The Dutch House(80)
“Teddy,” his mother said in warning.
“Autopsies,” Teddy said, bored out of his mind. “They have to do them, you know.”
“We do,” I said, “but they make us take an oath never to discuss it at dinner.”
For that withholding, the room sent up a grateful round of laughter. From a distance, I heard someone ask Maeve if she was a doctor as well. “No,” she said, holding up her fork speared with green beans. “I’m in vegetables.”
When the dinner was over and we’d been piled up with leftovers for the weekend, Celeste kissed me goodbye. Maeve promised that we would pick her up Sunday morning on our way to the train. They trailed us out to the car, all those happy Norcrosses, telling us we should stay. There would be movies later on, popcorn, games of Hearts. Lumpy ran out of the house and into the yard, barking and barking at the piles of leaves until they shooed him back inside.
“This is our chance,” Maeve whispered, and jumped into the driver’s side. I went around and got in the car beside her while they stood there, the whole host of them waving and laughing as we pulled away.
The Norcrosses had their dinner early so it was barely dusk. We had just enough time to make it back to the Dutch House before the lights went on. We’d promised Jocelyn we’d come to her house later for pie, so this was just a brief interlude between dipping into other people’s splendid meals. We were still young enough then to conjure up the exact feeling of how Thanksgivings had been when we were children, but it was a memory with no longing attached. Either it had been me and Maeve and our father eating in the dining room, and Sandy and Jocelyn trying their best not to look like they were rushing to get home to their own families, or it was the years with Andrea and the girls, in which Sandy and Jocelyn rushed openly. After that disastrous Thanksgiving when Maeve was banished to the third floor, she had stayed away from Elkins Park, and every year I looked at her empty place at the table and felt miserable, even though I never could understand how her being gone on Thanksgiving was any worse than it was on all the other nights of the year. Having spent this particular Thanksgiving with the Norcross family had made up for a lot, and we both left the dinner feeling restored, even if our exit had smacked of escape. Maybe it was possible, we thought, to rise above the pathetic holidays of our youth.
“You’ll have to forgive me,” Maeve said, rolling down her window to meet the frigid air, “but if I don’t have a cigarette right this minute I’m going to die.” She pulled one out then handed me the pack so I could decide for myself, then she handed me the lighter. Soon we were each blowing smoke out of our respective windows.
“As good as that dinner was, this cigarette might be better,” I said.
“If you did an autopsy on me right now you would find I am nothing but dark meat and gravy, with maybe a tiny vein of mashed potatoes inside my right arm.” Maeve was careful about her carbohydrates. She had forgone the Norcross pie in order to have a slice at Jocelyn’s.
“I could present you at grand rounds,” I said, and thought of Bill Norcross sawing into the carcass of the turkey.
Maeve shuddered slightly. “I can’t believe they make you cut people up.”
“I can’t believe you make me go to medical school.”
She laughed, and then pressed her fingers to her lips as if to quell her dinner’s revolt. “Oh, stop complaining. Seriously, apart from dissecting other human beings, tell me one thing that’s so terrible.”
I tipped my head back, exhaling. Maeve always said I smoked every cigarette like I was on my way to my execution, and I was thinking this really should be my last one. I knew better, even though those were still the days when doctors kept a pack of Marlboros in the pocket of their lab coats. Especially orthopedists. You couldn’t be an orthopedist without smoking. “The worst part is understanding you’re going to die.”
She looked at me, her black eyebrows raised. “You didn’t understand that?”
I shook my head. “You think you understand it.

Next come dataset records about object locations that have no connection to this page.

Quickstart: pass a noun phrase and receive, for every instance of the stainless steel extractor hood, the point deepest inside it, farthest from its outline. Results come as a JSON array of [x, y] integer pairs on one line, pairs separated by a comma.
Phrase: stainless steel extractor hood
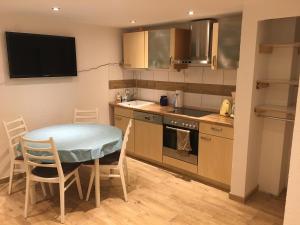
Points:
[[201, 42]]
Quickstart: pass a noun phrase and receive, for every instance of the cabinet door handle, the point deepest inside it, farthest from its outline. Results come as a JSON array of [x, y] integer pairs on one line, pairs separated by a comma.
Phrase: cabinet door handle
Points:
[[216, 129], [127, 65], [214, 62], [205, 138]]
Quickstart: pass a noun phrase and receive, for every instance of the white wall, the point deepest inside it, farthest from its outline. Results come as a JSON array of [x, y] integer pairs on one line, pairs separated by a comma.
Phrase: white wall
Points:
[[45, 101]]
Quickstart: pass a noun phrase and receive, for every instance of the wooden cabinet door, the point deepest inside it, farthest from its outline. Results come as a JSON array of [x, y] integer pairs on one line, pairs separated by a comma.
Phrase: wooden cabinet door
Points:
[[135, 49], [122, 122], [215, 158], [148, 140]]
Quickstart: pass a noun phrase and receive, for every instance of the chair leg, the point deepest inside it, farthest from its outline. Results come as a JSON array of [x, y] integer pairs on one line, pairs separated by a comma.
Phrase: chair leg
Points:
[[62, 201], [126, 171], [51, 189], [11, 176], [44, 189], [123, 182], [78, 184], [28, 187], [92, 176], [33, 192]]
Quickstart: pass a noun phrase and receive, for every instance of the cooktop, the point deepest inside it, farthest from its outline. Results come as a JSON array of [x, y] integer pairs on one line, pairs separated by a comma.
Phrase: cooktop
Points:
[[190, 112]]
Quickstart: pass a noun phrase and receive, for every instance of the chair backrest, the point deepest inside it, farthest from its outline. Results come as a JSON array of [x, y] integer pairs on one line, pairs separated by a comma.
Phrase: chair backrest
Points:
[[41, 153], [124, 144], [15, 130], [86, 116]]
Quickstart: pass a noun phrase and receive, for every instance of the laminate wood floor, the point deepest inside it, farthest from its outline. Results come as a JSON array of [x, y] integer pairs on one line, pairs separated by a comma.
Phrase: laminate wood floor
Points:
[[156, 197]]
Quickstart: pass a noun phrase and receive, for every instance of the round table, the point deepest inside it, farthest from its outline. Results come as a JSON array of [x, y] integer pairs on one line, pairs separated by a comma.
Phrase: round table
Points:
[[82, 142]]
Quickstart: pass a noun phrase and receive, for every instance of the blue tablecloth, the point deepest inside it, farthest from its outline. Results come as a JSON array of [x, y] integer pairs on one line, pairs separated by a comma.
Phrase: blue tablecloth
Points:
[[81, 142]]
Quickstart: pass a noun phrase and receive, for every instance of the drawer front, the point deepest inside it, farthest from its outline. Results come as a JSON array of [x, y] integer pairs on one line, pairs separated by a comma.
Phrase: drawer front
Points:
[[216, 130], [124, 112], [147, 117]]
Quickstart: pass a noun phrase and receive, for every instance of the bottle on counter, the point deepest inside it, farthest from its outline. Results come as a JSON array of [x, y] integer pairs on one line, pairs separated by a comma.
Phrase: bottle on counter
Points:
[[118, 98]]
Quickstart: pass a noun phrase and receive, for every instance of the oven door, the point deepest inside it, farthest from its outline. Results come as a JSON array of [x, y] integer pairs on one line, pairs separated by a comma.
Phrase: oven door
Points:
[[170, 145]]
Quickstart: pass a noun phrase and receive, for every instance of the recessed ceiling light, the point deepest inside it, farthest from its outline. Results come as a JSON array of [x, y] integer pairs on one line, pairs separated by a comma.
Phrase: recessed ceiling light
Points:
[[191, 13], [55, 9]]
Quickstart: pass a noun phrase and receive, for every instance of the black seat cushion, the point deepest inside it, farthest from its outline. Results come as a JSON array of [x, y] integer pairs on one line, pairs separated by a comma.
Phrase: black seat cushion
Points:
[[111, 159], [52, 172]]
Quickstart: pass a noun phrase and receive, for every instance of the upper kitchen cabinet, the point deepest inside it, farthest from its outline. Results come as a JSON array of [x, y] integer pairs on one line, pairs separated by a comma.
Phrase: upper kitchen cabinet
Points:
[[162, 48], [167, 47], [135, 50], [226, 42]]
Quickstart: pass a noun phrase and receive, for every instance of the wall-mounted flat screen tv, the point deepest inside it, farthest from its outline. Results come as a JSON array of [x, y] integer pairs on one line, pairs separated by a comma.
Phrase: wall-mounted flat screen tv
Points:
[[36, 55]]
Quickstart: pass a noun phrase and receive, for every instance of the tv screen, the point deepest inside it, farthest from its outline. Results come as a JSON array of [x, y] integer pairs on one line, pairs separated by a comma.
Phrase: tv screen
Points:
[[36, 55]]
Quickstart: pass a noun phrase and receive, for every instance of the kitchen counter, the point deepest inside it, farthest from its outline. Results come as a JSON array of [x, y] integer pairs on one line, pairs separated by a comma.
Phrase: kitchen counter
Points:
[[169, 111]]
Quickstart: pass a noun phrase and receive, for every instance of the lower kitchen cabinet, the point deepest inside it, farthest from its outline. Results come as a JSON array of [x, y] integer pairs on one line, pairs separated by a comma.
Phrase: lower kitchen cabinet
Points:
[[148, 140], [122, 122], [215, 158]]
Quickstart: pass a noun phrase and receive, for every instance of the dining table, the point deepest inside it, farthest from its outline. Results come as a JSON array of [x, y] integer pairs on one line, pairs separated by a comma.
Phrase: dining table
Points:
[[77, 143]]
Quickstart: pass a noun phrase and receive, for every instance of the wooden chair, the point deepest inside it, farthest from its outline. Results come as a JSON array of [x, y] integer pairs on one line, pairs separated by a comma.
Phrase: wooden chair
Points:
[[42, 164], [115, 162], [15, 130], [86, 116]]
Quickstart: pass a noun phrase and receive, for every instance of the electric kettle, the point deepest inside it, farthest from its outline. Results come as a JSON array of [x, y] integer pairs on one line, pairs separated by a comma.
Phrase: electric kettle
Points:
[[225, 109]]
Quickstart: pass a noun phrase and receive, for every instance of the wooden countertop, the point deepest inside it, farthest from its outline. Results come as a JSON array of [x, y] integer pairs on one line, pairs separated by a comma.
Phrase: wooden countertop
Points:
[[169, 111]]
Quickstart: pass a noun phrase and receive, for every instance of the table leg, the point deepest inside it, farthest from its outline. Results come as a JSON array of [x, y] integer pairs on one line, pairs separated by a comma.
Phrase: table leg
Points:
[[97, 183]]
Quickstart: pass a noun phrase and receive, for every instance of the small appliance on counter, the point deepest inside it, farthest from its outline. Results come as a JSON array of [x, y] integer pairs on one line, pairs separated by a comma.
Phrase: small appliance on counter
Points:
[[233, 105], [164, 100], [178, 99], [225, 109]]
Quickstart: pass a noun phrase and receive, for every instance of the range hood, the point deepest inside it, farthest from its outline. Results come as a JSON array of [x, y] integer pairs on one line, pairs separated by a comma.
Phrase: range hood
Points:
[[201, 42]]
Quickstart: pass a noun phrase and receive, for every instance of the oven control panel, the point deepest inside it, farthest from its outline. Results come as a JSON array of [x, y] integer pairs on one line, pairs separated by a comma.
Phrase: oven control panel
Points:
[[187, 124]]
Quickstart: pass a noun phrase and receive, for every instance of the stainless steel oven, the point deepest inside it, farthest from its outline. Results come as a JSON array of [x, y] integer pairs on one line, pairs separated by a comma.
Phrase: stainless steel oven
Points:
[[170, 128]]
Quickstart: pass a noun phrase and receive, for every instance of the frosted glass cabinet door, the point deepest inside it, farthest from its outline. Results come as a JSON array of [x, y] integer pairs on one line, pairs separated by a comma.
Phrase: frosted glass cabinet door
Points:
[[135, 50], [159, 49]]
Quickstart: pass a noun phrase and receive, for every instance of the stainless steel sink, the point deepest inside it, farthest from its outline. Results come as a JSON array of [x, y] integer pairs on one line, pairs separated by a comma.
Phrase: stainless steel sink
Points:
[[136, 103]]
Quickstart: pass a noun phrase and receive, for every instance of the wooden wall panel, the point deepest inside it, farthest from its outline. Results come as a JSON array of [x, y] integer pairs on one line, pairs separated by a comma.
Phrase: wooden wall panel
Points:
[[209, 89]]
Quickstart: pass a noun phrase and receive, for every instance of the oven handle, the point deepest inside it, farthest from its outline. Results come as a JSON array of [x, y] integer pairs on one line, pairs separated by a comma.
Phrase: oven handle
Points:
[[176, 129]]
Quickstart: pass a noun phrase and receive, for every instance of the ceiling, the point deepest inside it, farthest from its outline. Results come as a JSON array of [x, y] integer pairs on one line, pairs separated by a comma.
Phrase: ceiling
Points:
[[118, 13]]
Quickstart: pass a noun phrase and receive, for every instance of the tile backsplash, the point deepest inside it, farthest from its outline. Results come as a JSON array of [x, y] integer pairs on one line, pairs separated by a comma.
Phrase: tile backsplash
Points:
[[191, 75]]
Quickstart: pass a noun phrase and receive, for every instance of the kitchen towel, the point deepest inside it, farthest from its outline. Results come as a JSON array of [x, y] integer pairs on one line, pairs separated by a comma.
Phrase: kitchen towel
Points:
[[183, 140]]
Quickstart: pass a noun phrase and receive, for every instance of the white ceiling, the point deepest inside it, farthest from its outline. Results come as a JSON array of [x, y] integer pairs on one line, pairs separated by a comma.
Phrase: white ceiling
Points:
[[118, 13]]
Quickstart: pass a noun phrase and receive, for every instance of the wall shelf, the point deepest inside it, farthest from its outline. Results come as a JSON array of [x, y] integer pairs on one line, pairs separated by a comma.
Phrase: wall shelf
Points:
[[268, 48], [268, 82]]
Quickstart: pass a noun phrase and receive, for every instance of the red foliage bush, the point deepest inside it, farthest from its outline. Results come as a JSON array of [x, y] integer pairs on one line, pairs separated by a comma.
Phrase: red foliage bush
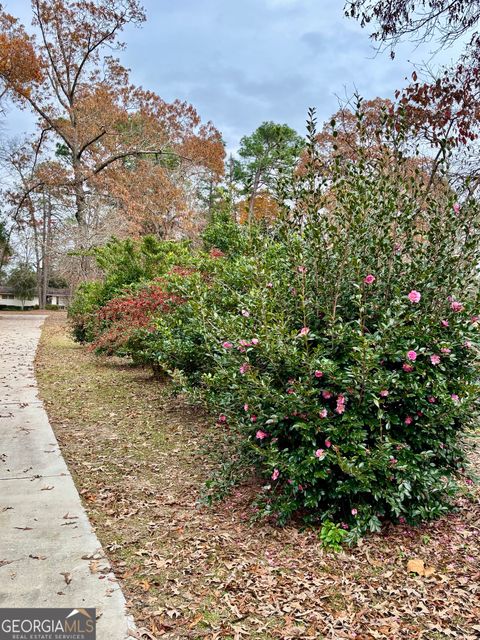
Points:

You think that when you’re ninety-six you’ll lie down on the couch after a big Thanksgiving dinner and not wake up, but even then you’re not really sure. Maybe there’ll be some special dispensation for you. Everybody thinks that.”
“I never for a minute thought I was going to die on the couch at ninety-six, or be ninety-six for that matter.”
But I wasn’t listening, I was talking. “You just don’t realize how many ways there are to die, excluding gunshots and knife fights and falling out windows and all the other things that probably aren’t going to happen.”
“Tell me, Doc, what is going to happen?” She was trying not to laugh at me, but it was true: death was all I thought about in those days.
“Too many white blood cells, too few red blood cells, too much iron, a respiratory infection, sepsis. You can get a blockage in your bile duct. Your esophagus can rupture. And the cancers.” I looked at her. “We could sit here all night talking about cancer. I’m just telling you, it’s unsettling. There are thousands of ways your body can go off the rails for no reason whatsoever and chances are you won’t know about any of it until it’s too late.”
“Which makes a person wonder why we need doctors in the first place.”
“Exactly.”
“Well,” Maeve said, taking a long pull on her cigarette, “I already know how I’m going to die so I don’t have to worry about that.”